76: GreyBeards talk backup content, GDPR and cyber security with Jim McGann, VP Mkt & Bus. Dev., Index Engines

In this episode we talkindexing old backups, GDPR and CyberSense, a new approach to cyber security, with Jim McGann, VP Marketing and Business Development, Index Engines.

Jim’s an old industry hand that’s been around backups, e-discovery and security almost since the beginning. Index Engines solution to cyber security, CyberSense, is also offered by Dell EMC and Jim presented at a TFDx event this past October hosted by Dell EMC (See Dell EMC-Index Engines TFDx session on CyberSense).

It seems Howard’s been using Index Engines for a long time but keeping them a trade secret. In one of his prior consulting engagements he used Index Engines technology to locate a a multi-million dollar email for one customer.

Universal backup data scan and indexing tool

Index Engines has long history as a tool to index and understand old backup tapes and files. Index Engines did all the work to understand the format and content of NetBackup, Dell EMC Networker, IBM TSM (now Spectrum Protect), Microsoft Exchange backups, database vendor backups and other backup files. Using this knowledge they are able to read just about anyone’s backup tapes or files and tell customers what’s on them.

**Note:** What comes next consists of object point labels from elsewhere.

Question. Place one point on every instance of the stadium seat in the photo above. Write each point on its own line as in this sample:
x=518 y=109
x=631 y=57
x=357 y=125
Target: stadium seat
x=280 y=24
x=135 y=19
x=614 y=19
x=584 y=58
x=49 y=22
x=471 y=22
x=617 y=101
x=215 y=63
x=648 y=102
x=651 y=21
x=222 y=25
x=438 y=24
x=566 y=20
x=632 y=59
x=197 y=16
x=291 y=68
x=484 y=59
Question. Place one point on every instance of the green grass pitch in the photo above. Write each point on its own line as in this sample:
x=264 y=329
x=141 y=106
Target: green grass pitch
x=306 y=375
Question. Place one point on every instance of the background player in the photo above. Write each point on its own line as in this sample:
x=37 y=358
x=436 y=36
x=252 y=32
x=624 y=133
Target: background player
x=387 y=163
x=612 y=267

But it’s not just a backup catalog tool, Index Engines can also crack open backup files and index the content of the data. In this way customers can search backup data, with Google like search terms. This is used day in and day out, for E-discovery and the occasional consulting engagement.

Index Engines technology is also useful for companies complying with GDPR and similar legislation. When any user can request information about them be purged from corporate data, being able to scan, index and search backups is great feature.

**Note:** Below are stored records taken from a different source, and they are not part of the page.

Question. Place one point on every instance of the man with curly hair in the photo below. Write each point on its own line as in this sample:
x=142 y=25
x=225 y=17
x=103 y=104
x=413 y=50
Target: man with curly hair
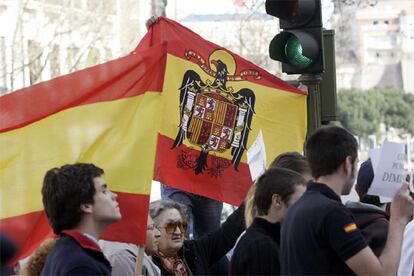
x=79 y=207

In addition to backup file scanning, Index Engines has a multi-PB, indexing solution which can be used to perform the same, Google-like searching on a data center’s file storage. Once again, Index Engines has done the development work to implement their own, highly parallelized metadata and content search engine, demonstratively falter than any open source (Lucene) search solution available today.

CyberSense

All that’s old news, what Jim presented at a TFDx event was their new CyberSense solution. CyberSense was designed to help organizations detect and head off ransomware, cyber assaults and other data corruption attacks.

CyberSense computes a data entropy (randomness) score as well as ~39 other characteristics for every file in backups or online in a custmer’s data center. It then uses that information to detect when a cyber attack is taking place and determine the extent of the corruption. With current and previous entropy and other characteristics on every data file, CyberSense can flag files that look like they have been corrupted and warn customers that a cyber attack is in process before it corrupts all of customers data files.

One typical corruption is to change file extensions. CyberSense cracks open file contents and can determine if it’s an office or other standard document type and then check to see if its extension matches its content. Another common corruption is to encrypt files. Such files necessarily have an increased entropy and can be automatically detected by CyberSense

When CyberSense has detected some anomaly, it can determine who last accessed the file and what executable was used to modify it. In this way CyberSecurity can be used to provide forensics on who, what, when and where about a corrupted file, so that IT can shut the corruption activity down before it’s gone to far.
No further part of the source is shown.